I think this is the most cutting and interesting question, with the strongest implication for what Tenaz looks like in 6-8 months.
So Neptune, the operator of the Dutch assets, is looking to sell, they were in talks to sell to Eni (Italian supermajor) earlier in the year, but they didn’t go anywhere. Then, as of last week, Eni and Neptune are back at the table.
The issue for Neptune, is the Netherlands assets are a huge drag on their portfolio. At 2021 they were a net liability of $378m, and a net liability of $184m at 2022 year end (thanks to higher prices, prices are now, back to 2021 levels) — this is not ideal for Neptune, and especially not ideal for a company like Eni, who is committed to the whole ESG thing.
Neptune has already been in talks to sell their German assets (the other business segment with a negative net asset value), so getting rid of their assets in the Netherlands (a huge drag on the business) would almost certainly make the sales process infinitely easier.
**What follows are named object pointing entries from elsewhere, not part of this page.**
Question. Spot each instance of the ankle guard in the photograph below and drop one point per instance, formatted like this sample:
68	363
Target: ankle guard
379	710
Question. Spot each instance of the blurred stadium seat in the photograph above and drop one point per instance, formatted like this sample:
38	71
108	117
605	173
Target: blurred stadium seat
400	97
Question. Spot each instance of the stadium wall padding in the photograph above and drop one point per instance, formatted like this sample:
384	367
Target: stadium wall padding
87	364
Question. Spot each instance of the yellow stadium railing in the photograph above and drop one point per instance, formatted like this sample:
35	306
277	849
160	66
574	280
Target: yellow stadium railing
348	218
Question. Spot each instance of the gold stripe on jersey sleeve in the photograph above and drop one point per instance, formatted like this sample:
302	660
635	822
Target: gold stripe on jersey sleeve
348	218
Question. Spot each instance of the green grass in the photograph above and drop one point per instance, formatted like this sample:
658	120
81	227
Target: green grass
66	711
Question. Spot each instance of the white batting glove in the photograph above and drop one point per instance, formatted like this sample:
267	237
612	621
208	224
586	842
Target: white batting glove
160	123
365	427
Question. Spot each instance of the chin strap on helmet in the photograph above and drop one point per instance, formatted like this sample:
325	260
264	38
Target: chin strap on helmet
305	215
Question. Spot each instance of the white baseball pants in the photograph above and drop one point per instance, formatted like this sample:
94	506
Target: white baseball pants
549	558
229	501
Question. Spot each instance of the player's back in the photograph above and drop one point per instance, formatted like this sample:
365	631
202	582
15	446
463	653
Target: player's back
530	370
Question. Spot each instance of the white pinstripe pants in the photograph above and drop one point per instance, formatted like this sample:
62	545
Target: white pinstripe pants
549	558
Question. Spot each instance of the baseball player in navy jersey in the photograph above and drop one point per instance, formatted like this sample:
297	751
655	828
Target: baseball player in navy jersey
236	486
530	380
Keep in mind, Neptune was a company built to be sold.
So, how could Tenaz make this work, after all, that is a huge deal to work out.
In walks the Vendor Take-Back loan (VTB). We’ve seen in 2022, a number of companies that could perhaps not secure financing through other means (i.e. Journey and Surge) engage in VTB financing with selling parties that are looking to exit an area, and quickly (namely, Enerplus leaving Canada).
For Tenaz to assume full operatorship, they’d have to post a huge decommissioning bond with the Dutch government, but Tenaz would walk away with 18,500boe/d.
If Neptune is to provide a VTB loan in the amount that is, the cash Tenaz would have to post with the government (or a surety bond provider), they would be able to effectively remove the asset (read: technical liability) from their books. It would be an amazing deal for Neptune — they would effectively replace $300m of decommissioning liability on their balance sheet, with a VTB loan (an asset) to Tenaz. Tenaz’ consideration would be the assumption of the decommissioning liability.
Tenaz pro forma balance sheet would look like this — new assets include the PP&E associated with Neptune’s DNS assets, and restricted cash in the amount required to post with the Dutch government. They’d offset the restricted cash with a VTB loan (liability), and offset the PP&E with a decommissioning liability — but it wouldn’t cost them anything, other than a small debt (or equity, probably equity) raise for working capital attributable to their spankin’ new asset.
It’s genius really. Tenaz' cash outlay is nothing, they get to almost 10x production, and it doesn’t cost them a thing. Neptune on the other hand, they are laughing, assuming the VTB loan is pretty sweetheart to Tenaz — their intangible cost is the spread between interest and possible return on the VTB loan amount (I’d assume it’d be around $300m in size) — but they take something that was worth -$184m, and turn it into a VTB asset. Tenaz gets to grow production, increase leverage to TTF prices, and most importantly, do it without a debt or equity raise.
It would get them a crazy story to sell. The Dutch government is already interested in extending field life, and there is a great CCS opportunity.